Yeah...I can now spot a pathological liar from across the room...
When encountering something I want that seems out of reach, I do not say, "I can't have that." Instead, I ask, "How can I get that?!" I learned to approach life that way from an ex. Oddly, that approach has made me very happy, and I have done and obtained things which would otherwise have been impossible (A 4.0GPA, for example.) He, on the other hand is miserable, jaded, and just the other day declared something I thought didn't seem too hard for him to do would just be impossible. He is a man without dreams, and without drive. It's almost as if he gave it all to me.
My own mistakes
how to let go, and never look back. never
That there is a reason why they are an ex.
Never forgive and never forget.
That sex is important in a relationship.
That sexual compatibility is important in a relationship.
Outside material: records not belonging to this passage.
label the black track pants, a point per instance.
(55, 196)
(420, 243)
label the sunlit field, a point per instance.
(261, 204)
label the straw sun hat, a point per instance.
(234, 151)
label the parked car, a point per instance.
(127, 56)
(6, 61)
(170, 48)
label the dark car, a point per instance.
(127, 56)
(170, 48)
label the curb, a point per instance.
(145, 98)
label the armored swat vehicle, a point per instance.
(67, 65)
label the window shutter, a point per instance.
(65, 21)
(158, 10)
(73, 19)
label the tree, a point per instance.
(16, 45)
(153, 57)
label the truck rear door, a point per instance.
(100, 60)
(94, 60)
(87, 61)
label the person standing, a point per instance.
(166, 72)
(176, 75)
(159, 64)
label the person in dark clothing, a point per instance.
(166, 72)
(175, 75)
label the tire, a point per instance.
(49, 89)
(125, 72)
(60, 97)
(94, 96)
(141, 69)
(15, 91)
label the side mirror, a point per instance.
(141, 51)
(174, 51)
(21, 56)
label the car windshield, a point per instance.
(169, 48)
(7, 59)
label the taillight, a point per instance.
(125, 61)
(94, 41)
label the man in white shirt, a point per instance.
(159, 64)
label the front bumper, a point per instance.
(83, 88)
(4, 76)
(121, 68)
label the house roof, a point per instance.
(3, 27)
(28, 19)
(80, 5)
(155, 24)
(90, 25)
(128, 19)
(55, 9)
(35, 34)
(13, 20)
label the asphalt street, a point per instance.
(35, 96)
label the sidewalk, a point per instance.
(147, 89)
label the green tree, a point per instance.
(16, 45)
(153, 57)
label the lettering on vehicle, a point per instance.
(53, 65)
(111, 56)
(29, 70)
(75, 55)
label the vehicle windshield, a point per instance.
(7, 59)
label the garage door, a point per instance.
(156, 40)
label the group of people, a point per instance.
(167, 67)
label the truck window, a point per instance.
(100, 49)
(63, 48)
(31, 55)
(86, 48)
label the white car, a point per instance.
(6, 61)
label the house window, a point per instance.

That putting off sex til later into a relationship is a big mistake.
how to eat properly
when we met i weighed 98 pounds
when we split i was 135
That when her girlfriend say that she's a lesbian, trust that even though she let's you get to go home and sleep in the same bed as her.
(not exactly an ex- but anyways)
Don't marry a woman who the identical twin of a lesbian, is more religious than you, and who's sex drive doesn't sych up to yours. (...and a tv in the bedroom is a bad idea).
Be clear and honest about what you want.
Treat each other as though you are on the same team, fighting for the same things.
Take a breath before saying anything that may be hurtfull. If you still feel compelled to express that view, say it in a way that is as nice as possible (but honest).
Have sex at least 3 days a week (and more if possible).
Never be mean.
the richer the man, the more likely it is that he thinks he can buy you.
And who am I to say -NO!
When you see potential in someone, smetimes that makes them see it in themselves, which can be a good thing. Beware that instead of actually fulfilling that potential, they might just pretend to be who you hoped they'd become. In the end, you'll both be disappointed if that happens. Experience with an ex taught me that, not the ex himself.
Yes... TV in the room IS a bad idea... I second that... no books or other electronics either... except an alarm clock...
I learned to follow my heart... and to accept every invitation... you never know who you will meet !!!
How great the disconnect is between what I think and what i put into action.